Co-host Rachel Campos-Duffy noted that according to new stats, “violent drug cartels are now Mexico’s fifth largest employer” and that the porous border and the “enrichment and empowering” of the cartels risked turning Mexico into a “narco-state,” asking Humire for his opinion on whether this is “where we’re at right now.”

“That’s 100 percent of the direction that Mexico’s going,” he responded. “This is a tremendous concern, we cannot afford for Mexico to become a Venezuela. It’s our neighbor, it’s our trade partner and we share a very long border. And what happens and this is the biggest concern, especially on these border towns is as you know Rachel, like — enterprise doesn’t stop because you stop governing.”
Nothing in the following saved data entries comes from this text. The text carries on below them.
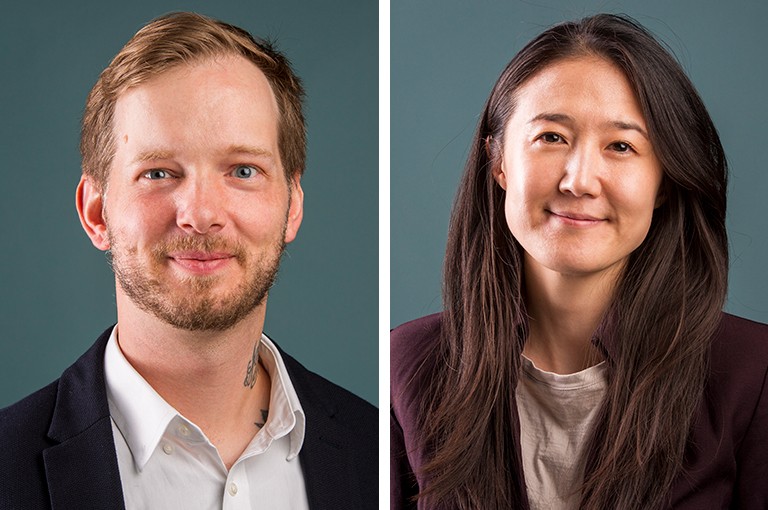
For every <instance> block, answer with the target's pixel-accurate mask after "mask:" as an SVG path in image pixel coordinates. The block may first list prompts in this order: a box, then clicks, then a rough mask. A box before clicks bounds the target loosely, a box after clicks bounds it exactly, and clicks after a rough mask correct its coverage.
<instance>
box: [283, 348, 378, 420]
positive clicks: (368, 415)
mask: <svg viewBox="0 0 768 510" xmlns="http://www.w3.org/2000/svg"><path fill="white" fill-rule="evenodd" d="M280 354H281V355H282V357H283V362H284V363H285V366H286V369H287V370H288V374H289V375H290V377H291V382H292V383H293V385H294V387H295V389H296V392H297V393H298V395H299V400H300V401H301V404H302V406H304V407H306V405H305V404H310V403H311V404H312V405H315V404H319V405H320V406H322V407H324V408H326V409H328V410H329V412H332V413H335V414H336V415H338V417H340V418H342V419H343V418H349V419H351V420H354V421H355V422H358V423H359V421H360V420H362V422H363V423H365V424H370V425H372V426H373V427H374V428H375V426H376V425H375V424H376V421H377V419H378V410H377V409H376V407H375V406H373V405H372V404H370V403H369V402H367V401H365V400H364V399H362V398H360V397H358V396H357V395H355V394H354V393H352V392H350V391H349V390H346V389H344V388H342V387H341V386H339V385H337V384H335V383H333V382H331V381H329V380H328V379H326V378H325V377H323V376H322V375H320V374H317V373H315V372H313V371H311V370H309V369H308V368H306V367H305V366H304V365H302V364H301V363H300V362H298V361H297V360H296V359H295V358H294V357H292V356H291V355H289V354H286V353H285V351H282V349H281V352H280Z"/></svg>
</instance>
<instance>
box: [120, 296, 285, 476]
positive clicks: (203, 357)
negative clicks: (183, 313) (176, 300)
mask: <svg viewBox="0 0 768 510" xmlns="http://www.w3.org/2000/svg"><path fill="white" fill-rule="evenodd" d="M122 298H123V299H121V296H118V332H117V335H118V336H117V338H118V344H119V346H120V349H121V351H122V352H123V355H124V356H125V358H126V359H127V360H128V362H129V363H130V364H131V365H132V366H133V368H134V369H136V371H137V372H138V373H139V374H141V376H142V377H143V378H144V379H145V380H146V381H147V382H148V383H149V384H150V385H151V386H152V388H153V389H154V390H155V391H156V392H157V393H158V394H159V395H160V396H161V397H162V398H163V399H164V400H165V401H166V402H168V403H169V404H170V405H171V406H173V407H174V408H175V409H176V410H177V411H179V413H181V414H182V415H183V416H184V417H185V418H187V419H189V420H190V421H192V422H193V423H195V424H196V425H197V426H198V427H200V428H201V429H202V430H203V432H204V433H205V434H206V436H207V437H208V439H210V441H211V442H212V443H213V444H214V445H215V446H216V448H217V450H218V451H219V455H220V456H221V458H222V461H223V462H224V464H225V466H226V467H227V469H229V468H230V467H231V466H232V464H234V462H235V461H236V460H237V458H238V457H239V456H240V454H241V453H242V452H243V450H244V449H245V447H246V446H247V445H248V443H249V442H250V441H251V439H252V438H253V436H254V435H255V434H256V432H258V430H259V425H257V424H261V422H262V421H263V420H262V418H261V417H262V415H263V414H264V413H265V412H267V411H268V409H269V397H270V388H271V383H270V379H269V374H268V373H267V372H266V370H264V368H263V367H262V366H261V365H260V364H259V362H258V354H257V353H258V343H259V341H260V338H261V332H262V328H263V325H264V310H265V305H264V304H262V306H260V307H258V308H256V309H255V310H254V311H253V312H252V313H251V314H250V315H249V316H247V317H246V318H245V319H243V320H242V321H240V322H239V323H238V324H236V325H235V326H233V327H232V328H230V329H228V330H226V331H184V330H179V329H177V328H174V327H172V326H170V325H168V324H166V323H164V322H162V321H161V320H159V319H158V318H156V317H155V316H153V315H151V314H148V313H146V312H144V311H143V310H140V309H138V308H137V307H136V306H135V305H134V304H133V303H132V302H131V301H130V300H129V299H128V298H126V297H125V296H122ZM262 411H263V412H264V413H263V412H262Z"/></svg>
“So basically at any given moment society has two enterprises right?” Humire continued. “A free enterprise that we’re all involved in and an illegal and illicit enterprise, and when the illicit enterprise, the incentives are driven more towards predation than production, the illicit enterprise takes over the free enterprise… one day you’re a truck driver for a multinational, the next day you’re a truck driver for a cartel, and that’s what’s happening on these border towns.”

“The incentives are aligning so that illicit enterprise is dominating the free enterprise,” he explained. “Why is that? Because the Mexican government, the Mexican economy has not been boosted up. It’s been stifled down,” adding that was the problem with the policies of Mexico’s previous president, an avowed socialist whose nationalizing of industries was “pushing more and more of the incentives towards the cartels” who were “taking over these towns.”

“In many towns cartel is the police for that town,” Campos-Duffy added. “They are the security for that town and, obviously, this corrupts politicians as well. Go if I need to operate in this area, I’ve got to coordinate with the cartels. This is a very dangerous situation. They are our closest, most important neighbor, so this is a big task for the Trump administration moving forward.”